BaggyUKBaggyUKabout 3 years ago
Refreshingly original

Fairly well written too, Cecil guilty on both his charges and brother not imo. It would have been nice to hear what Uncle David had to say by way of further explanation of the long term family split but it's your story and it was a good one. Thank you.

GamblnluckGamblnluckabout 3 years ago

I don't usually like to leave followup comments. ( I was first to comment, which surprised me to no end.). I am reacting here to comments NOT the story.

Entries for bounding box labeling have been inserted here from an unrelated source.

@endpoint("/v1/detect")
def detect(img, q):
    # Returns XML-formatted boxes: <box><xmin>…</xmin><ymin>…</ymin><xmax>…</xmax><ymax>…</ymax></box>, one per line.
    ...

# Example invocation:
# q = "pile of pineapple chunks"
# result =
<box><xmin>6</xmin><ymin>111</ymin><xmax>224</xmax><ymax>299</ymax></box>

One of the biggest comments:

Several people said 'why would a man so skilled in reading tells not be able to see what his wife is doing?" The obvious answer is a tell is something you read when a person reacts or tries to hide something (their hand in the case of poker. The grandmother obviously believed that what she did was just recreation, a form of exercise to make her content. Did she have organic brain damage? Her daughter obviously did, although dementia and psychosis are two different things. Her reality was not real but to her it was so she would have acted totally normal hence no OVERT 'tell'. Had the husband suspected she was cheating he might have looked closer, like you do at a poker game.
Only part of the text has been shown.